The help file is silent on this behavior.  I am writing
an emulation of these for functions for Splus and was
wondering about 3 things.

a) Is this behavior intended?

b) Is there an easy way to get the names of all directories
under a given one?

b) I would like to add an argument to list.files() to specify
that I'd like the names of only non-directories, only directories,
or both.  I've tentatively called this argument "type" (following
the unix find command) and the acceptable values are "files",
"directories", and "all" (or any abbreviation).  Symbolic links,
fifos, etc. might be nice, but I don't want to fill the code
with unixisms or tempt folks to use them.  Would adding
	type = "files","directories","all"
to list.files and dir conflict with any plans for R's list.files
or dir?

----------------------------------------------------------------------------
Bill Dunlap
Insightful Corporation
bill at insightful dot com
360-428-8146
 "Formerly known as MathSoft, Insightful Corporation provides analytical
 solutions leveraging S-PLUS, StatServer and consulting services."
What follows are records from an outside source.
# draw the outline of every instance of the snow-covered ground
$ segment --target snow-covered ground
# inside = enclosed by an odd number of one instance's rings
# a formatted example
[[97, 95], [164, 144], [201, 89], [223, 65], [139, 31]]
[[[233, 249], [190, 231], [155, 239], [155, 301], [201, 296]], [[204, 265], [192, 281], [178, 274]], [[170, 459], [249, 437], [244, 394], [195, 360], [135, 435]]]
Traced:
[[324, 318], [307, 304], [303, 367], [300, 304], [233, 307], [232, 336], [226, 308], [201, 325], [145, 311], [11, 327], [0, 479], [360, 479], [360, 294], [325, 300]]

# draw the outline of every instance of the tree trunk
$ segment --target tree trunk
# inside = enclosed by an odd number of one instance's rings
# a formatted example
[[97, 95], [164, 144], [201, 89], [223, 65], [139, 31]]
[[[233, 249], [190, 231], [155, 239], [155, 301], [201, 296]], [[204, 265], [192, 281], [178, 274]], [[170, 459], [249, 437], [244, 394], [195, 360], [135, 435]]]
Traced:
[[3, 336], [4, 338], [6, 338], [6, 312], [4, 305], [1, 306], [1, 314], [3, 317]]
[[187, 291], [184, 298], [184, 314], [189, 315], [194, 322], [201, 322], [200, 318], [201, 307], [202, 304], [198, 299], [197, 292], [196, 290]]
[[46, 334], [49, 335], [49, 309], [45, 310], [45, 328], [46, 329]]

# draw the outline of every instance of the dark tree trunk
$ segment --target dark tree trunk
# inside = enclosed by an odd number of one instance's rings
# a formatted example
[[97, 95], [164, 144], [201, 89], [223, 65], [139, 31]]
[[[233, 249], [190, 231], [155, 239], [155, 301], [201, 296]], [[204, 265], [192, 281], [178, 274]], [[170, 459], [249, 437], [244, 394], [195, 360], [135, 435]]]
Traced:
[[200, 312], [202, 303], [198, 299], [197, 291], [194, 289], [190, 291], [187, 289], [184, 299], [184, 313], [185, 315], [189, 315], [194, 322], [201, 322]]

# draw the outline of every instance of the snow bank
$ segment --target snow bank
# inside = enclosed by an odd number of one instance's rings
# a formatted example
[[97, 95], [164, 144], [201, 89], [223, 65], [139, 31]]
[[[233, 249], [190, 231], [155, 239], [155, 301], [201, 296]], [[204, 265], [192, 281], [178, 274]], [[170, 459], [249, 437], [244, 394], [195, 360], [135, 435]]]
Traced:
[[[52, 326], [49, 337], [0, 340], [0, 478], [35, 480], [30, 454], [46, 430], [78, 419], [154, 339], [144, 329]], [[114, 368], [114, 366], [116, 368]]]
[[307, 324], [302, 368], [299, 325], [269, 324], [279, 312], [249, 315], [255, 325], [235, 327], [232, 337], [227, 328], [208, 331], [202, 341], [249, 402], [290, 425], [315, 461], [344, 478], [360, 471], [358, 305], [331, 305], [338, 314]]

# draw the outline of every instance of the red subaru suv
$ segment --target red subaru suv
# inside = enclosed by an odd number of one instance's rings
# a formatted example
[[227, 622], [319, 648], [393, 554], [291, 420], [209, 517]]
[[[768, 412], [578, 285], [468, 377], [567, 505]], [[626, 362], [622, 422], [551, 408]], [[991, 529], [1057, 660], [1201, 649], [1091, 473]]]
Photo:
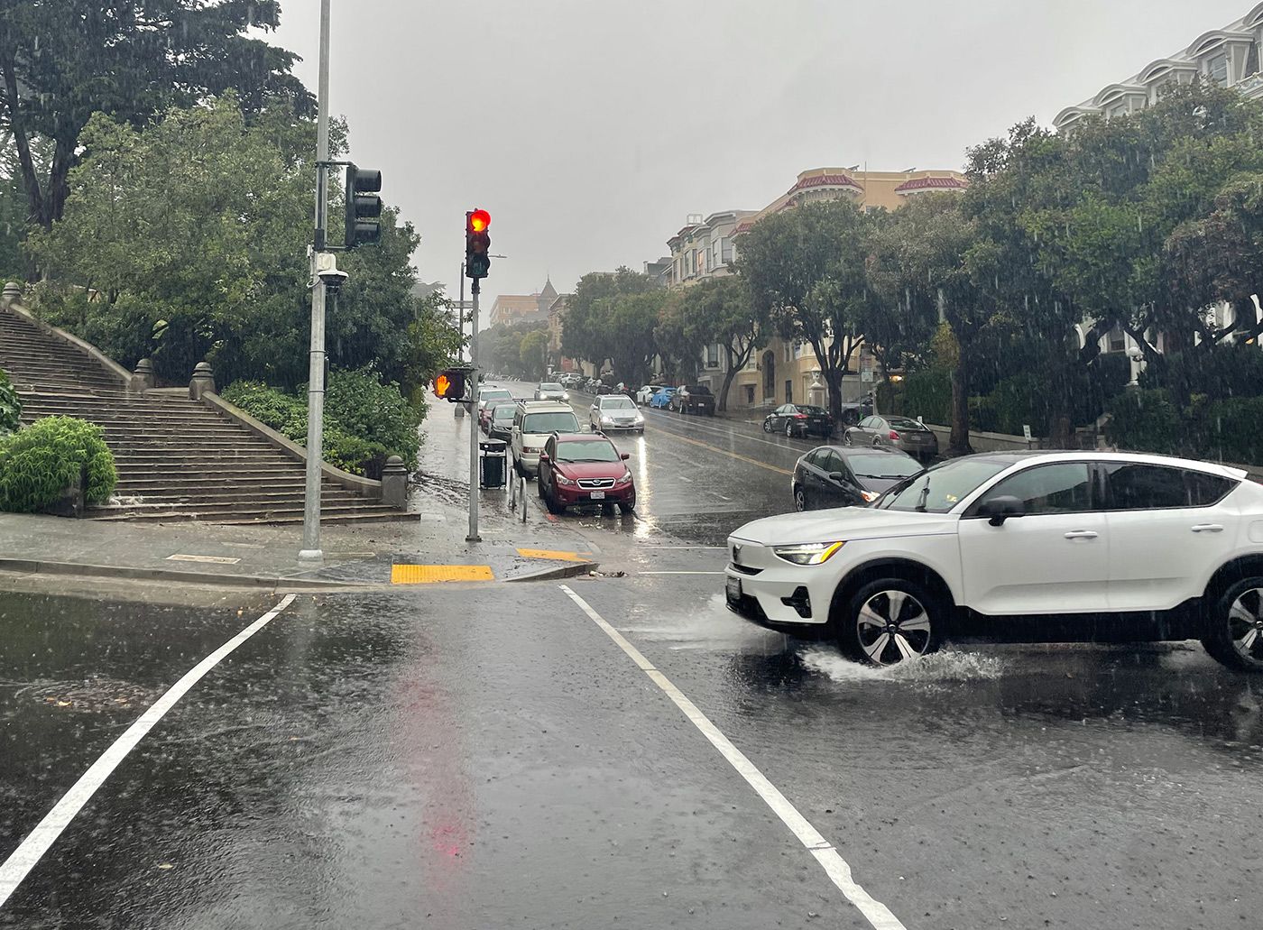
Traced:
[[553, 433], [539, 455], [539, 497], [551, 513], [571, 504], [618, 504], [623, 513], [635, 507], [635, 481], [619, 452], [601, 433]]

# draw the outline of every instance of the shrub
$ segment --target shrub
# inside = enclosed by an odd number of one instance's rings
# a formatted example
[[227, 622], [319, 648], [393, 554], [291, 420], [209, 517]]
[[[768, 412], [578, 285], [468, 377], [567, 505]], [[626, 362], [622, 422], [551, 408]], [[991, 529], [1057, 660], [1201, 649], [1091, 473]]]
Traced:
[[0, 371], [0, 436], [18, 430], [21, 420], [21, 399], [13, 389], [9, 375]]
[[[307, 398], [260, 382], [235, 382], [224, 399], [299, 445], [307, 445]], [[330, 374], [325, 394], [325, 461], [346, 471], [380, 478], [388, 456], [417, 468], [421, 414], [394, 383], [383, 384], [371, 368]]]
[[107, 502], [119, 476], [101, 427], [75, 417], [37, 420], [0, 440], [0, 510], [42, 510], [85, 470], [87, 500]]
[[1188, 430], [1171, 394], [1161, 388], [1128, 390], [1114, 398], [1113, 418], [1105, 427], [1109, 441], [1137, 452], [1176, 455], [1188, 442]]

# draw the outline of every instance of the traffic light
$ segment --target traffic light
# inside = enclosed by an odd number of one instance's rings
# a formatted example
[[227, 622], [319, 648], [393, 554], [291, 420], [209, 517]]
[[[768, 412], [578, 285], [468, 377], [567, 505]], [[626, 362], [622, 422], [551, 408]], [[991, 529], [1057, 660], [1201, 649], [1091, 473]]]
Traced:
[[434, 393], [445, 401], [457, 403], [465, 399], [466, 368], [446, 368], [434, 377]]
[[381, 238], [381, 172], [346, 166], [346, 248]]
[[470, 210], [465, 214], [465, 274], [470, 278], [485, 278], [491, 270], [491, 236], [486, 227], [491, 225], [491, 214], [485, 210]]

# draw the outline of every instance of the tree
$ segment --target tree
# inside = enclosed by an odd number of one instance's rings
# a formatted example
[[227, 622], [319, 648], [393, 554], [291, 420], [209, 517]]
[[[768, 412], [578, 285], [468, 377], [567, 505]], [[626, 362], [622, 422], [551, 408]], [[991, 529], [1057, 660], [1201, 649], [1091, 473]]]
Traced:
[[727, 370], [719, 392], [719, 409], [727, 409], [733, 380], [768, 336], [767, 316], [754, 312], [749, 284], [740, 277], [710, 278], [683, 296], [685, 334], [697, 345], [717, 342]]
[[[57, 282], [37, 308], [124, 364], [152, 358], [168, 383], [202, 359], [222, 382], [306, 383], [313, 123], [283, 106], [248, 121], [229, 95], [144, 130], [99, 114], [82, 144], [63, 217], [28, 241]], [[386, 210], [381, 241], [344, 258], [327, 321], [333, 364], [371, 364], [405, 390], [426, 330], [410, 330], [417, 243]]]
[[864, 341], [865, 258], [871, 221], [853, 203], [806, 203], [760, 220], [741, 236], [738, 270], [751, 305], [786, 339], [807, 342], [841, 421], [842, 375]]
[[[659, 296], [649, 302], [624, 303], [621, 298], [649, 294], [654, 291], [658, 288], [649, 275], [625, 267], [614, 273], [585, 274], [575, 286], [575, 296], [566, 308], [561, 336], [562, 353], [570, 358], [590, 361], [597, 370], [606, 360], [611, 360], [623, 380], [639, 377], [645, 368], [645, 359], [653, 355], [653, 329], [662, 301], [661, 291]], [[653, 316], [645, 325], [645, 312], [650, 308]], [[644, 325], [644, 329], [635, 329], [638, 325]], [[629, 337], [633, 344], [626, 342]], [[628, 370], [619, 370], [619, 365]]]
[[[235, 88], [249, 112], [287, 100], [309, 112], [297, 56], [250, 38], [274, 29], [278, 0], [8, 0], [0, 16], [0, 121], [18, 155], [30, 221], [62, 216], [80, 134], [104, 112], [139, 128], [168, 106]], [[35, 149], [52, 153], [40, 166]]]
[[523, 336], [518, 355], [527, 377], [543, 378], [548, 370], [548, 331], [534, 330]]

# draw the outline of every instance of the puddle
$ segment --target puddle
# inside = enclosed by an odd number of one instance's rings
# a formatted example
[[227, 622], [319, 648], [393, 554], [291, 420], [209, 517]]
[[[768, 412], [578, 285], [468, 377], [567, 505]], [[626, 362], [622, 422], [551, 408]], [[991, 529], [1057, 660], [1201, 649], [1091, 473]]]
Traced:
[[989, 681], [1003, 675], [1005, 663], [998, 656], [945, 649], [925, 658], [893, 666], [871, 666], [842, 657], [836, 649], [817, 646], [803, 649], [802, 663], [834, 681], [892, 681], [909, 684], [941, 684], [952, 681]]

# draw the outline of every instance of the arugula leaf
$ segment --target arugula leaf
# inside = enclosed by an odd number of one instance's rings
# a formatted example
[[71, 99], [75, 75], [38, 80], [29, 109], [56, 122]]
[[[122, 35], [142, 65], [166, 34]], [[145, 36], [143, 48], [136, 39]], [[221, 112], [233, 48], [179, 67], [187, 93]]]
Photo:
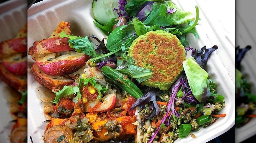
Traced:
[[97, 91], [99, 95], [97, 96], [97, 99], [100, 99], [102, 98], [102, 94], [104, 94], [107, 92], [108, 90], [107, 85], [106, 88], [103, 87], [101, 85], [97, 84], [95, 79], [96, 77], [92, 77], [88, 78], [80, 78], [78, 82], [78, 87], [80, 87], [82, 85], [82, 83], [83, 82], [84, 86], [86, 86], [90, 83], [92, 86], [94, 87], [97, 90]]
[[21, 93], [21, 98], [18, 102], [21, 104], [23, 104], [24, 103], [27, 101], [27, 97], [28, 96], [28, 90], [25, 90]]
[[[153, 10], [143, 23], [147, 26], [158, 24], [160, 26], [175, 25], [188, 23], [194, 19], [194, 15], [190, 12], [182, 11], [171, 2], [168, 4], [160, 5], [159, 8], [156, 4], [153, 5]], [[175, 12], [167, 13], [167, 7], [171, 9], [177, 8]]]
[[71, 48], [78, 53], [82, 52], [93, 57], [98, 56], [94, 49], [93, 43], [89, 40], [88, 36], [73, 40], [70, 39], [68, 42], [72, 43], [73, 46]]
[[136, 34], [138, 36], [145, 34], [148, 31], [156, 30], [157, 26], [157, 25], [155, 25], [152, 26], [146, 26], [143, 24], [142, 22], [139, 20], [137, 17], [133, 20], [133, 23], [134, 26]]
[[93, 21], [94, 24], [99, 28], [108, 32], [111, 33], [112, 32], [113, 26], [118, 22], [118, 21], [115, 21], [115, 18], [111, 18], [108, 21], [108, 23], [103, 26], [96, 21]]
[[[65, 86], [61, 90], [55, 92], [56, 94], [55, 99], [54, 100], [51, 101], [51, 102], [57, 104], [60, 99], [62, 97], [67, 95], [75, 94], [77, 92], [79, 92], [79, 88], [77, 86]], [[78, 97], [78, 99], [81, 99], [81, 96]]]
[[[202, 69], [192, 56], [183, 62], [183, 68], [193, 95], [200, 102], [204, 101], [208, 95], [208, 73]], [[209, 89], [209, 91], [210, 89]]]

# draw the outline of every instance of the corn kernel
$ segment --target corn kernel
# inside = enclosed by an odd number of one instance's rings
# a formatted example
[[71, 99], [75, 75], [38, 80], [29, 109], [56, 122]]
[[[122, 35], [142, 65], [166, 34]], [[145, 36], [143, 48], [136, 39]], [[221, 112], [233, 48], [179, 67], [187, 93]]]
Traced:
[[128, 98], [129, 98], [129, 96], [128, 95], [126, 95], [125, 96], [125, 100], [127, 101], [128, 100]]
[[83, 98], [83, 102], [84, 103], [87, 103], [87, 102], [88, 102], [88, 99], [87, 99], [87, 98]]
[[96, 90], [94, 88], [92, 88], [92, 89], [90, 90], [90, 93], [91, 94], [94, 94], [95, 93], [95, 92], [96, 92]]
[[81, 109], [75, 109], [75, 112], [77, 113], [81, 113]]

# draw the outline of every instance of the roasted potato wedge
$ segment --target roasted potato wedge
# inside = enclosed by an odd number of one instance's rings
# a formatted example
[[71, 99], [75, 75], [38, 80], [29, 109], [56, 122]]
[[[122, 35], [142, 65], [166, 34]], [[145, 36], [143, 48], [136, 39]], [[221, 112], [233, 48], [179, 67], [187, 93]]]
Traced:
[[63, 136], [63, 139], [59, 143], [73, 142], [73, 132], [70, 129], [64, 125], [54, 126], [47, 130], [44, 135], [46, 143], [57, 142], [56, 141], [61, 136]]
[[36, 41], [29, 49], [28, 54], [44, 54], [73, 50], [69, 46], [68, 40], [66, 37], [55, 37]]
[[71, 35], [69, 23], [60, 22], [49, 38], [35, 42], [33, 46], [29, 48], [28, 55], [31, 55], [32, 59], [35, 60], [43, 57], [46, 54], [74, 50], [69, 47], [67, 38], [59, 37], [59, 34], [62, 31], [67, 35]]
[[32, 65], [31, 70], [35, 80], [51, 90], [61, 89], [64, 86], [72, 84], [74, 82], [73, 80], [69, 78], [68, 76], [48, 75], [40, 70], [35, 63]]
[[11, 73], [16, 75], [24, 75], [27, 73], [27, 56], [22, 57], [22, 54], [15, 54], [3, 59], [2, 64]]
[[18, 91], [23, 91], [27, 88], [27, 76], [14, 75], [8, 71], [2, 64], [0, 64], [0, 77], [6, 84]]
[[60, 22], [54, 32], [51, 34], [51, 36], [48, 38], [59, 37], [59, 34], [62, 31], [64, 31], [66, 34], [69, 35], [71, 35], [71, 30], [69, 23], [64, 21]]
[[48, 54], [36, 60], [35, 63], [47, 74], [61, 75], [76, 72], [84, 66], [90, 58], [87, 55], [75, 52], [55, 58], [56, 54]]
[[11, 135], [11, 142], [12, 143], [24, 142], [23, 141], [27, 137], [27, 125], [20, 126], [15, 128]]
[[0, 54], [3, 57], [19, 53], [27, 52], [27, 40], [26, 38], [11, 39], [0, 43]]

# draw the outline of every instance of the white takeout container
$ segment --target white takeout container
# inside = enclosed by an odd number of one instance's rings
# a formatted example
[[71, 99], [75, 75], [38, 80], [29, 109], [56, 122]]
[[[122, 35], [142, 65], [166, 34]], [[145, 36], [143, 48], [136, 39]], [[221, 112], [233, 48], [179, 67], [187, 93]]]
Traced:
[[[241, 63], [243, 76], [251, 84], [251, 94], [256, 95], [256, 18], [254, 1], [237, 1], [236, 10], [236, 46], [252, 49], [245, 54]], [[256, 114], [256, 112], [254, 112]], [[252, 119], [244, 126], [236, 129], [236, 142], [241, 142], [256, 135], [256, 119]]]
[[[14, 38], [26, 22], [27, 1], [11, 0], [0, 4], [0, 42]], [[17, 95], [0, 79], [0, 142], [10, 142], [10, 135], [13, 119], [10, 108]]]
[[[189, 35], [188, 39], [190, 46], [201, 49], [205, 45], [210, 48], [216, 45], [219, 48], [212, 54], [205, 67], [209, 76], [216, 83], [218, 93], [225, 97], [226, 107], [220, 113], [226, 113], [226, 116], [211, 126], [194, 133], [196, 138], [189, 135], [175, 142], [206, 142], [225, 133], [235, 124], [235, 3], [227, 1], [230, 6], [226, 7], [219, 4], [223, 2], [220, 0], [173, 1], [183, 9], [195, 14], [195, 6], [199, 7], [202, 20], [197, 29], [200, 38], [196, 40], [193, 36]], [[70, 23], [72, 34], [84, 37], [94, 34], [102, 39], [105, 35], [93, 22], [92, 2], [92, 0], [45, 0], [32, 5], [28, 10], [28, 48], [35, 41], [49, 37], [61, 21]], [[226, 15], [216, 11], [216, 7], [224, 8], [229, 18], [226, 18]], [[216, 13], [220, 14], [217, 16]], [[49, 110], [48, 105], [54, 95], [35, 81], [30, 70], [34, 61], [30, 56], [28, 61], [28, 140], [32, 135], [34, 142], [42, 143], [43, 131], [37, 128], [42, 128], [42, 123], [49, 119], [44, 110]]]

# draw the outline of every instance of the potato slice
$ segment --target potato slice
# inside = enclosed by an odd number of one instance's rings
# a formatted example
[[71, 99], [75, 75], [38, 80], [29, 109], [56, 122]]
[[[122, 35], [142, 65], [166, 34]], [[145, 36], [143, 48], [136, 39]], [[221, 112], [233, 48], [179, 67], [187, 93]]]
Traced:
[[59, 37], [59, 34], [62, 31], [64, 31], [66, 34], [69, 35], [71, 35], [71, 30], [69, 23], [64, 21], [60, 22], [54, 32], [51, 34], [51, 36], [48, 38]]
[[43, 72], [36, 64], [34, 63], [31, 68], [35, 79], [39, 83], [51, 90], [61, 89], [64, 86], [73, 84], [73, 80], [64, 76], [51, 76]]
[[22, 91], [27, 89], [27, 76], [18, 76], [13, 74], [2, 64], [0, 65], [0, 77], [6, 84], [17, 90]]
[[27, 75], [28, 61], [27, 56], [22, 57], [22, 54], [17, 54], [3, 59], [4, 66], [11, 73], [16, 75]]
 "All statements in this message represent the opinions of the author and do
 not necessarily reflect Insightful Corporation policy or position."
#
Hi,

the R.utils package has a function listDirectory() that returns the 
directory names too.  (I've made some changes to the function recently, 
which is not in the CRAN version, so get it from http://www.braju.com/R/ 
instead.)

The package also has isFile() and isDirectory() to test if a pathname 
refers to an existing file and directory, respectively.  These are not 
"vectorized" (yet), so you have to call them with sapply() if you have 
many pathnames, e.g.

 > path <- file.path(R.home(), "share")
 > ld <- listDirectory(path, recursive=TRUE, fullNames=TRUE)
 > ld[sapply(ld, isDirectory)]
  [1] "C:\\PROGRA~1\\R\\rw2011pat/share/licenses"
  [2] "C:\\PROGRA~1\\R\\rw2011pat/share/locale"
  [3] "C:\\PROGRA~1\\R\\rw2011pat/share/make"
...
[27] "C:\\PROGRA~1\\R\\rw2011pat/share/perl/R"
[28] "C:\\PROGRA~1\\R\\rw2011pat/share/perl/Text"
 > ld[sapply(ld, isFile)]
  [1] "C:\\PROGRA~1\\R\\rw2011pat/share/licenses/Artistic"
  [2] "C:\\PROGRA~1\\R\\rw2011pat/share/licenses/BSD"
  [3] "C:\\PROGRA~1\\R\\rw2011pat/share/licenses/GPL-2"
...
[50] "C:\\PROGRA~1\\R\\rw2011pat/share/texmf/ts1aett.fd"
[51] "C:\\PROGRA~1\\R\\rw2011pat/share/texmf/upquote.sty"

Hope this helps.

BTW, this package also have functions to read Windows Shortcuts files 
(*.lnk) and the function filePath("data", "raw", expandLinks="any") will 
recognize if any part is a shortcut to another directory, e.g. data.lnk 
links to another directory containing subdirectory "raw" (and directory 
data/ does not exist).  (filePath() also not vectorized). 
listDirectory() does not follow Windows Shortcuts.